6. The method according to claim 5, characterized in that, The formula for the calculation model is as follows: s 挤 =-0.02P′ 2 +2.03P′-0.0002n 2 -0.14n-0.002T+95.92 In the formula, σ 挤 P' represents the external extrusion load value that causes instability and collapse; P' is the percentage of the target internal pressure to the extreme value of the casing pressure load; n is the number of cycles; and T is the target temperature.
7. The method according to claim 2, characterized in that, The time for heat preservation and pressure holding are the interval time and pressure holding time during multi-stage fracturing operations in the field under the fracturing conditions of oil and gas well construction, respectively.
8. An apparatus for obtaining a computational model for evaluating the resistance of casing to external extrusion, characterized in that, include: The test unit is used to conduct external extrusion tests on the casing after temperature-internal pressure alternating load treatment, and to obtain the instability and bursting external extrusion load values of the casing under different temperatures, internal pressures and alternating cycle numbers.

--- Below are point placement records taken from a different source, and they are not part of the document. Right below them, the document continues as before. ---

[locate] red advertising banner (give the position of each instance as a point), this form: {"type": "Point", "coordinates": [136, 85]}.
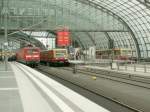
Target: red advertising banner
{"type": "Point", "coordinates": [63, 38]}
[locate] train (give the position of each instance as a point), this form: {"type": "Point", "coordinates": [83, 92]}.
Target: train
{"type": "Point", "coordinates": [116, 53]}
{"type": "Point", "coordinates": [28, 55]}
{"type": "Point", "coordinates": [54, 57]}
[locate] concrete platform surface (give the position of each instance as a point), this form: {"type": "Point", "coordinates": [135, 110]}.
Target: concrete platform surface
{"type": "Point", "coordinates": [24, 89]}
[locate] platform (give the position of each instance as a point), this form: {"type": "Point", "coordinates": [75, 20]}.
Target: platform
{"type": "Point", "coordinates": [23, 89]}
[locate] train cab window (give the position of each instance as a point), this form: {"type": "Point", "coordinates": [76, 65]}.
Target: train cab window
{"type": "Point", "coordinates": [32, 51]}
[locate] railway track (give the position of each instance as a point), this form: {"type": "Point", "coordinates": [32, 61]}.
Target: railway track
{"type": "Point", "coordinates": [143, 82]}
{"type": "Point", "coordinates": [55, 74]}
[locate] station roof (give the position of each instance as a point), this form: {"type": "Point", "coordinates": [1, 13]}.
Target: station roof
{"type": "Point", "coordinates": [100, 23]}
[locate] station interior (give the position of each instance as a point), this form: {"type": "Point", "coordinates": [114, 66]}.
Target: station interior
{"type": "Point", "coordinates": [74, 55]}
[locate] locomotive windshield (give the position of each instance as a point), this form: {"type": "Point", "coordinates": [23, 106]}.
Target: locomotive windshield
{"type": "Point", "coordinates": [61, 53]}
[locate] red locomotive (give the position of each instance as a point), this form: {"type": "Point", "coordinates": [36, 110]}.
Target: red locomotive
{"type": "Point", "coordinates": [54, 57]}
{"type": "Point", "coordinates": [29, 56]}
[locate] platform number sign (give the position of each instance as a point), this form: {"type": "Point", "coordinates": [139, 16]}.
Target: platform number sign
{"type": "Point", "coordinates": [63, 38]}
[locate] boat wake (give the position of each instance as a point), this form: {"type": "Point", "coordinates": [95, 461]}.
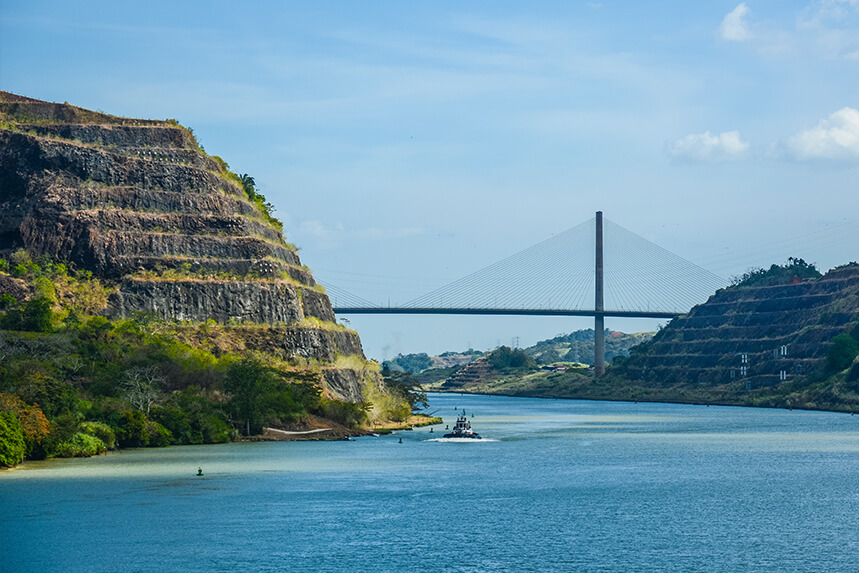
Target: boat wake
{"type": "Point", "coordinates": [462, 440]}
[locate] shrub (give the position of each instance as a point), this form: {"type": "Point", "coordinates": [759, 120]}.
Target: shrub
{"type": "Point", "coordinates": [80, 446]}
{"type": "Point", "coordinates": [841, 353]}
{"type": "Point", "coordinates": [12, 446]}
{"type": "Point", "coordinates": [101, 431]}
{"type": "Point", "coordinates": [132, 431]}
{"type": "Point", "coordinates": [36, 316]}
{"type": "Point", "coordinates": [159, 436]}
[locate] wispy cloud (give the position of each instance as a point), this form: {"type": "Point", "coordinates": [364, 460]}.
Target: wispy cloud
{"type": "Point", "coordinates": [835, 137]}
{"type": "Point", "coordinates": [706, 147]}
{"type": "Point", "coordinates": [334, 235]}
{"type": "Point", "coordinates": [734, 27]}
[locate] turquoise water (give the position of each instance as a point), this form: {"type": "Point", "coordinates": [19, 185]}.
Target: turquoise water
{"type": "Point", "coordinates": [565, 486]}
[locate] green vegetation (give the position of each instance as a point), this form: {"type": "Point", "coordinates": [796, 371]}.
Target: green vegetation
{"type": "Point", "coordinates": [414, 363]}
{"type": "Point", "coordinates": [405, 385]}
{"type": "Point", "coordinates": [841, 353]}
{"type": "Point", "coordinates": [73, 383]}
{"type": "Point", "coordinates": [505, 358]}
{"type": "Point", "coordinates": [794, 269]}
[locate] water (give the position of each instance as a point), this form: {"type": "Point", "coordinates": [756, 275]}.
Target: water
{"type": "Point", "coordinates": [566, 486]}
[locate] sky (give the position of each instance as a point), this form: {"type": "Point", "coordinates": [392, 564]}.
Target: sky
{"type": "Point", "coordinates": [408, 144]}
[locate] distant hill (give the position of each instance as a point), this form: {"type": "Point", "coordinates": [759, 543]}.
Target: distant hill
{"type": "Point", "coordinates": [578, 346]}
{"type": "Point", "coordinates": [779, 337]}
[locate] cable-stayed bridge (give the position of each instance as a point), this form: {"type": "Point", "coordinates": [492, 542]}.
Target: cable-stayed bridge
{"type": "Point", "coordinates": [596, 268]}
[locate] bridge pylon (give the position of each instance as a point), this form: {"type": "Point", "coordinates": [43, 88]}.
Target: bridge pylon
{"type": "Point", "coordinates": [599, 306]}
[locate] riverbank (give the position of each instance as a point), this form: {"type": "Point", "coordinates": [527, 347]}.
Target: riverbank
{"type": "Point", "coordinates": [665, 396]}
{"type": "Point", "coordinates": [319, 429]}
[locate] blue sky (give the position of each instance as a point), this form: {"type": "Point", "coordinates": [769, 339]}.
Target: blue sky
{"type": "Point", "coordinates": [406, 144]}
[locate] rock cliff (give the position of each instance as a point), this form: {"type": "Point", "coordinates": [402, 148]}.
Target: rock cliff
{"type": "Point", "coordinates": [143, 207]}
{"type": "Point", "coordinates": [751, 337]}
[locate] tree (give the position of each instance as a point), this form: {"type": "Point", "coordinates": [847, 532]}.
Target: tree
{"type": "Point", "coordinates": [36, 316]}
{"type": "Point", "coordinates": [249, 185]}
{"type": "Point", "coordinates": [248, 380]}
{"type": "Point", "coordinates": [406, 386]}
{"type": "Point", "coordinates": [12, 447]}
{"type": "Point", "coordinates": [841, 353]}
{"type": "Point", "coordinates": [142, 387]}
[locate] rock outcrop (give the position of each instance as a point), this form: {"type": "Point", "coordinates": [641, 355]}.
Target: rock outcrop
{"type": "Point", "coordinates": [751, 337]}
{"type": "Point", "coordinates": [138, 203]}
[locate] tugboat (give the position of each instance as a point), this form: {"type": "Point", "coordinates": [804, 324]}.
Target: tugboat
{"type": "Point", "coordinates": [462, 429]}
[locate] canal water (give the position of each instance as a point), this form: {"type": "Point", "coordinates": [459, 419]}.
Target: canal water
{"type": "Point", "coordinates": [559, 485]}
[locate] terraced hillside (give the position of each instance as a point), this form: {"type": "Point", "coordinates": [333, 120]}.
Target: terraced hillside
{"type": "Point", "coordinates": [751, 337]}
{"type": "Point", "coordinates": [143, 207]}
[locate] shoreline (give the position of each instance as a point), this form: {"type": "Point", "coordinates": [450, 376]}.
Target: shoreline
{"type": "Point", "coordinates": [645, 400]}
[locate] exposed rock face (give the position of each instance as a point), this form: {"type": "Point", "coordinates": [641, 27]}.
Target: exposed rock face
{"type": "Point", "coordinates": [752, 336]}
{"type": "Point", "coordinates": [140, 205]}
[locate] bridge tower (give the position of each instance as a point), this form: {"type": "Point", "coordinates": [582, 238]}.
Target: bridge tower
{"type": "Point", "coordinates": [599, 316]}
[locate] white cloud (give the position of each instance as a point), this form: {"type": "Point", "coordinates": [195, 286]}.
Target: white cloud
{"type": "Point", "coordinates": [734, 27]}
{"type": "Point", "coordinates": [705, 146]}
{"type": "Point", "coordinates": [835, 138]}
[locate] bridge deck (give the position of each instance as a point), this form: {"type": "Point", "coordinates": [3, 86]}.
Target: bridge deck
{"type": "Point", "coordinates": [503, 311]}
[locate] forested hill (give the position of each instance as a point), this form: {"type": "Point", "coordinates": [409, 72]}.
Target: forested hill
{"type": "Point", "coordinates": [148, 295]}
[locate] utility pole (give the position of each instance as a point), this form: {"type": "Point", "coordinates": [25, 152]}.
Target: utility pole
{"type": "Point", "coordinates": [599, 318]}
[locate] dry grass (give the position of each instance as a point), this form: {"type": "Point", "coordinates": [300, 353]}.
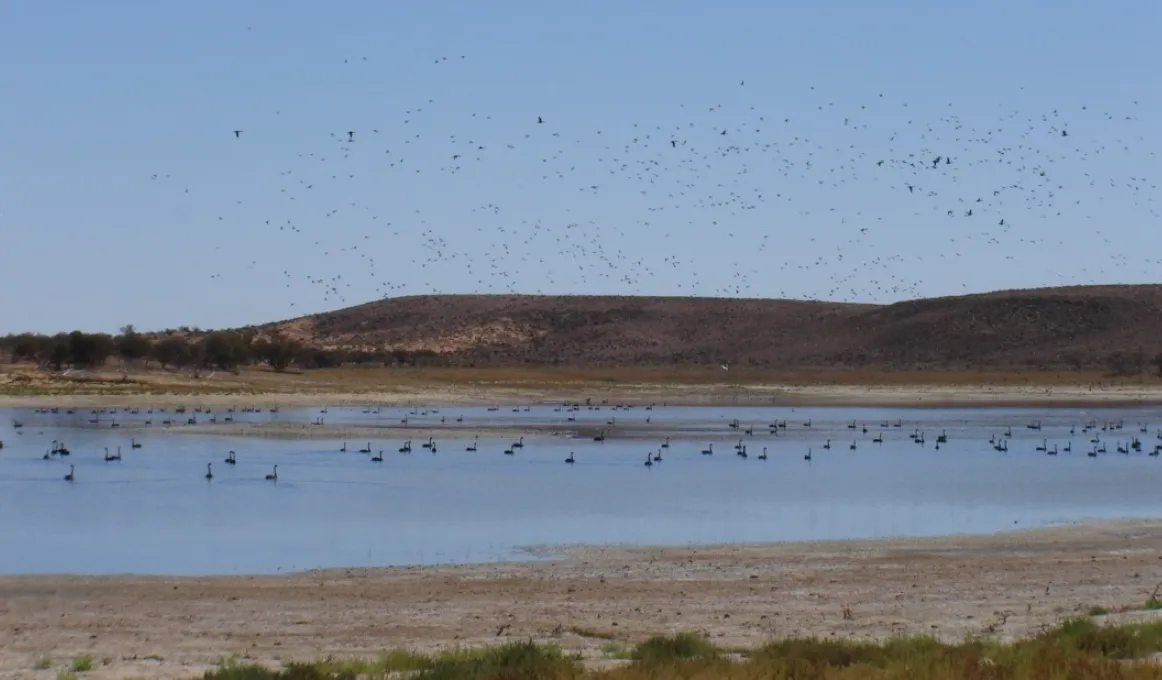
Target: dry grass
{"type": "Point", "coordinates": [1078, 649]}
{"type": "Point", "coordinates": [16, 379]}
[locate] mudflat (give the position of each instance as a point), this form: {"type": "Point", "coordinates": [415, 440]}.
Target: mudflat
{"type": "Point", "coordinates": [588, 600]}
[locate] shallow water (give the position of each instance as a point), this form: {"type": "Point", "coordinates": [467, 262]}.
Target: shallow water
{"type": "Point", "coordinates": [153, 512]}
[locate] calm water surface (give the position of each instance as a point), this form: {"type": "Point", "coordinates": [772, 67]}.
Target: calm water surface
{"type": "Point", "coordinates": [155, 513]}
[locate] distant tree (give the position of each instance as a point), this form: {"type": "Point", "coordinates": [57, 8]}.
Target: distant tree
{"type": "Point", "coordinates": [278, 352]}
{"type": "Point", "coordinates": [172, 351]}
{"type": "Point", "coordinates": [90, 349]}
{"type": "Point", "coordinates": [56, 351]}
{"type": "Point", "coordinates": [28, 346]}
{"type": "Point", "coordinates": [133, 345]}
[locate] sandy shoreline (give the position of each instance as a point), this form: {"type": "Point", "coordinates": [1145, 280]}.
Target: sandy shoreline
{"type": "Point", "coordinates": [676, 394]}
{"type": "Point", "coordinates": [1004, 585]}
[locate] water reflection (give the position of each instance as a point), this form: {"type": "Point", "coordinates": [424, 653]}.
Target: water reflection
{"type": "Point", "coordinates": [153, 512]}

The unit is used to obtain the calculation model based on the external extrusion load values of each instability and collapse, as well as the corresponding temperature, internal pressure, and number of alternating cycles.
9. The apparatus according to claim 8, characterized in that, The test unit includes a temperature-internal pressure alternating load treatment unit, which is used to perform temperature-internal pressure alternating load treatment on the bushing.
10. The apparatus according to claim 9, characterized in that, The temperature-internal pressure alternating load processing unit includes: a heating component covering the outer wall of the casing, sealing plugs at both ends of the casing, and a full-size testing machine connected to the sealing plugs.